Tuesday, January 8, 2013

10: Claude Fischer's America Calling

 
America Calling is a social history of the telephone in America from 1900 to 1940, and it's an impressive piece of work.  Fischer is a well-funded sociologist - which means that in addition to liking big structural arguments, clearly-defined terms, and general conclusions drawn from massive amounts of data, he also had an army of research assistants to help him with this project.  And really, why do just one study when you have enough people to research and write five?  Yes, five. 

Fischer embarked on this project to answer three questions about the relationship between the telephone and American culture.  First, who subscribed to residential telephone service, where did they live, and why did they get phones?  Second, how did the collective use of the telephone affect social structure and culture?  And third, what personal meanings did phones have for subscribers?

To answer these questions (again, because he had an army of assistants), he undertook the following studies:
  1. A historical study of how the telephone industry marketed phones to North American households, with particular attention to rural and working-class customers
  2. A statistical analysis of national diffusion patterns for telephone subscriptions over time to see where in the country people were likely to have phones, and whether phone subscriptions varied with class and rural vs local households
  3. Community studies in three communities in the San Francisco Bay area (Antioch, Palo Alto, and San Rafael), which included social histories for each town, statistical analyses of phone diffusion, and statistical analyses of social change
  4. Statistical analyses, also at the community level, of relationships between telephone subscriptions and a variety of indicators, like occupation, presence and number of adult women in the household, and distance from the city center
  5. Oral histories with 35 elderly people living in the three towns
He also situated this study within technology studies, which means that he was interested in the question of power and agency in the human-technological relationship.  Therefore, he looked at both how industry and government constrained people's use and adoption of telephones AND how consumers adopted the technology and used it for their own purposes.
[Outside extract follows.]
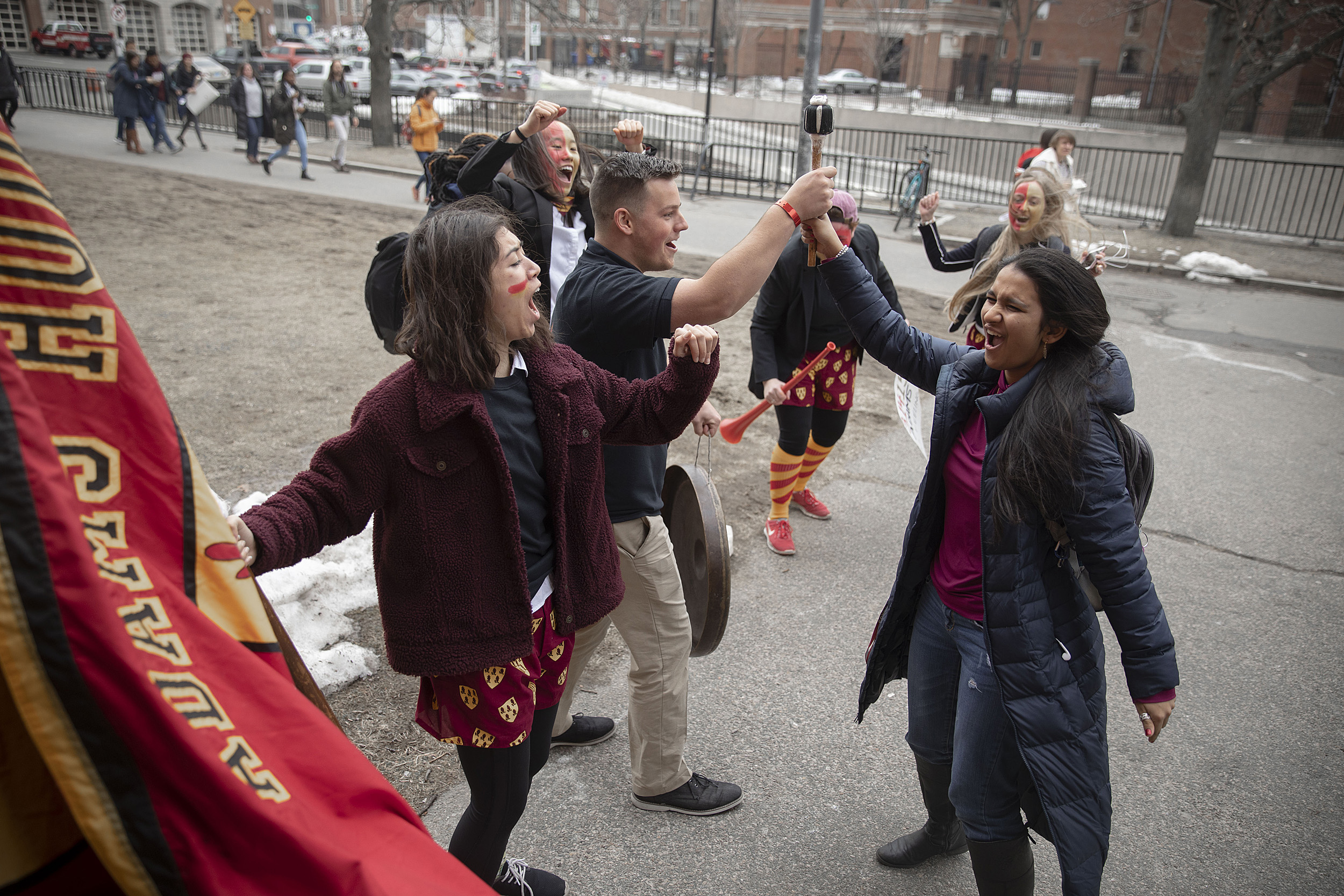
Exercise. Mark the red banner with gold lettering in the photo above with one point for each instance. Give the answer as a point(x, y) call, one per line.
point(151, 734)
And the result?  After a lot of number crunching, Fischer determined several things, but two of his conclusions regarding social and cultural change particularly stand out (to me).  First, rather than functioning primarily as a tool for business or as a replacement for human contact (as promoters intended and detractors feared), the telephone quickly became a "technology of sociability."  Americans (especially women) discovered that telephones made organizing events and coordinating people much more efficient - and so they coordinated more events and thus raised their overall level of in-person socializing.  Instead of replacing personal interaction, the telephone amplified it and thus contributed to the overall accelerated pace of modern life.

But the telephone wasn't all modern, all the time.  Rather than operating as a tool of modernity by destroying local places and helping people connect with strangers in foreign lands (as telephone promoters initially claimed), the telephone was actually anti-modern; it helped people form closer bonds with people they already knew.  It thus helped people create a bunch of small, insular, place-bound parochial cultures instead of contributing to the growing mass culture

Both of these conclusions are really fascinating because they show that people used telephones to help them adjust to the upheavals of modernization, and that they were happy to do more things as long as they had the support and close contact of a small group of friends.  The strange thing about all of this is that Fischer insists that the telephone didn't change American culture in any significant way (when it obviously did.)  I'm hoping he just means that people used it to satisfy existing needs rather than to create new ones.

1 comment:

  1. I agree with you--how could Fischer not conclude that the telephone changed the culture. And, now look at how cell phones now provide mobile conversations and iphones provide instant photos--I would say definitely the telephone has changed our culture and continues to do so. Wondering what is next out there.